Пришлось объясниться со Степаном Ивановичем, инженером теплосетей, человеком добродушным, но, пожалуй, безвольным. Он сам признался:
– Ведь это моя идея – Севу взять. Жена не против, конечно, но и не очень за. Так что требует от меня в магазины бегать, то-се, а на охоту никак не вырвусь.
Зато в следующий же понедельник Сева сказал, а я с удовольствием записала:
4. Ходили на охоту. Степан Иванович убил ворону.
На Севу закричал Коля Урванцев:
– Ворона – полезная птица! Ее нельзя!
– А никого другого не было! – ответил Сева.
Засмеялся весь класс. Но он не обиделся, не заплакал, как в прошлый раз, наоборот, делился впечатлениями:
– У меня ухи будто шапкой закрыло. Ба-б-б-ах! И ничего не слышно. Степан Иванович глотать учил, чтоб прошло.
Конечно, подробности в мою кардиограмму не укладывались. А жаль. Впрочем, память не хуже любой тетради сохранила забавное и грустное, слезы, улыбки, слова да, кажется, и сам воздух тех дней.
Хорошо помню, например, про Анечку.
Ко второй внешкольной субботе я сумела подготовить ее. Аня охотно пошла с Евдокией Петровной, а в понедельник помчалась ко мне через весь вестибюль с широко раскрытым ртом.
– М-м! – мычала она.
– Что такое?
– Посмотри!
Я посмотрела в рот, ничего не поняла.
– Евдокия Петровна три зуба запломбировала. Совсем не больно! Я у нее на работе была! Сама машинкой жужжала. Стану самотологом!
– Стоматологом! – Евдокия Петровна смущенно улыбалась позади Анечки, мотала головой, повторяла: – Ну огонь! Ну огонь!
Все перемены Анечка приставала к ребятам, открывала рот, показывала пломбы. Потом щелкала зубами, точно доказывала, какие они теперь у нее крепкие. Даже Аполлошу порадовала. Остановила в коридоре и показала рот.
Эти дети, замечала я, или замкнуты, или распахнуты настежь. В отличие от интернатовских, тех, что брали домой родители, мои малыши не имели середины. Или скован, или раскрыт. Причем и то и другое могло помещаться в одном человеке. Как в Ане.
Ведь любила она меня, любила, точно я это знаю, и будущее подтвердило это, могла бы проговориться, сказать, но молчала, пока не случилось…
Первой это заметила Нонна Самвеловна. Анечка Невзорова сидела у окна и несколько раз прямо во время урока вставала, смотрела в окно и не обращала внимания на замечания учительницы.
– Стояла так, – сказала Нонна Самвеловна, – точно ничего не слышит.
На перемене я зашла в класс. Анечка сидела за партой, упершись взглядом в стену. Я присела к ней, погладила по голове. Она, даже не повернувшись, привалилась ко мне, по-прежнему задумчиво глядя перед собой.
– Что случилось? – спросила я шепотом.
Анечка молчала. Потом, стряхнув оцепенение, посмотрела мне в глаза. Взгляд был совершенно взрослый. Точно разглядывала меня усталая, грустная женщина.
– Что там, за окном? – спросила я, и Анечка сжалась у меня под рукой.
– Ничего, – ответила она.
Послышался звонок.
– Будь умницей, – попросила я, – не забывай, что урок. И что сегодня в гости.
– Может, я не пойду, – загадочно ответила Анечка.
– Почему?
– Может, чего-то случится.
– Ничего не случится.
Но случилось.

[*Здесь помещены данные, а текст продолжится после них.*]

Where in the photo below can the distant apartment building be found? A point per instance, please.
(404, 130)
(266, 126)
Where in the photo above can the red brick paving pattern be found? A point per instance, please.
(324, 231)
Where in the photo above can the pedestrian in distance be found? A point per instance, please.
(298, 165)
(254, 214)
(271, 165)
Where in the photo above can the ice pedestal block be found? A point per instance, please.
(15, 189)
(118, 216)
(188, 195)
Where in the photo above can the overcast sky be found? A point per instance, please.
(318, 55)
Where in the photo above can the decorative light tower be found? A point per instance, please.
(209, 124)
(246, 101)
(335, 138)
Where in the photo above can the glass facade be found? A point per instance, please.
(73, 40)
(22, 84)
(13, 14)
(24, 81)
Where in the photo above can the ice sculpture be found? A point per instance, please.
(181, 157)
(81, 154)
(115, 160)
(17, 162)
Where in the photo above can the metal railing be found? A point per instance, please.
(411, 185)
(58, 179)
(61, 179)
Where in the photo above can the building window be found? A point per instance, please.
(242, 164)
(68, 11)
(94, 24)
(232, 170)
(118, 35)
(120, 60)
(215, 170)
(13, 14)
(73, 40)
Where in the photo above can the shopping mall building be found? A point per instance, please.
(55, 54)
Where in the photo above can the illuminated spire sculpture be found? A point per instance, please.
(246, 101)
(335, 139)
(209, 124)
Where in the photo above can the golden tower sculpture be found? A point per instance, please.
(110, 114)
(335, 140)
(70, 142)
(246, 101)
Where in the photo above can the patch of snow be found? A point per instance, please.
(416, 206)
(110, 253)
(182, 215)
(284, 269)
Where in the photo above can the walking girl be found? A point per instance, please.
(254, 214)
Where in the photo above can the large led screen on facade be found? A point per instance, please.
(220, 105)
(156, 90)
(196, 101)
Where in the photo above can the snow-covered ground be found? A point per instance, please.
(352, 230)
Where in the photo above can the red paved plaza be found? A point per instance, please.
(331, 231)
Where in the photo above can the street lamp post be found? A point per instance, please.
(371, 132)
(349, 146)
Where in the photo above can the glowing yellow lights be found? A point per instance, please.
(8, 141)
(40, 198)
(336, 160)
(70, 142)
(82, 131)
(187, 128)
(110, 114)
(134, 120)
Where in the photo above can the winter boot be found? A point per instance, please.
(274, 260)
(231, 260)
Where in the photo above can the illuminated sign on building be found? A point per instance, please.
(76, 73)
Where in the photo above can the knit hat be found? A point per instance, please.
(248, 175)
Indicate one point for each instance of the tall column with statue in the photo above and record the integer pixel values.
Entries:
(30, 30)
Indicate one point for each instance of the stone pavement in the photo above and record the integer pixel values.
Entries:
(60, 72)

Посреди последнего урока дверь в спальню грохнула, точно выстрел, и, задыхаясь от плача, ко мне подбежала Анечка.
– Скажи, – прокричала она в отчаянии, – скажи, чтоб она ушла!
Я разглядывала посиневшее, ставшее каким-то больным лицо девочки и ничего не могла сообразить.

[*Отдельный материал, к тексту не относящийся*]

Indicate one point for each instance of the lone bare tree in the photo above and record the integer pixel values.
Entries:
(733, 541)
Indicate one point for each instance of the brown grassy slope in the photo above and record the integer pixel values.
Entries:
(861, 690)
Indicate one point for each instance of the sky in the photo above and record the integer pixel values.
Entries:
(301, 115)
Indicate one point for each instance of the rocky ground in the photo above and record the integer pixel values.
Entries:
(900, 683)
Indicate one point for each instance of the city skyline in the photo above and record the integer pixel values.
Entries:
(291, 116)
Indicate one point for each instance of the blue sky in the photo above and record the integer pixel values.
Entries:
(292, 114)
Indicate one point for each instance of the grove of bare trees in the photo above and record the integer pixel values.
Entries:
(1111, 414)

– Кто ушла? Евдокия Петровна?
– Нет! Мамка! Она все время тут ходит! К Евдокии Петровне будет приставать! Материться!
Отрывочные эти выкрики меня оглушали. Я прижала девочку к себе, поглаживала спинку, чтобы успокоить, и она кричала мне прямо в ухо. Но оглушали меня не слова. Их суть.
Значит, где-то тут возле школы бродит ее мать? Не первый раз!
– Покажи! – выпрямилась я. Мы подошли к окну. На улице никого не было, кроме разве элегантной женщины в голубом берете с помпошкой, в красивых импортных сапогах на высоком каблуке, по голенищу – ремешок. Писк моды, я о таких могла только мечтать. Но эта мадам не походила на Анечкину мать. Особенно если учесть те два словечка, которыми Аня назвала тогда свою маму.
– Ну?! – спросила я.
– Вот! – кивнула Анечка и торопливо отскочила от окна.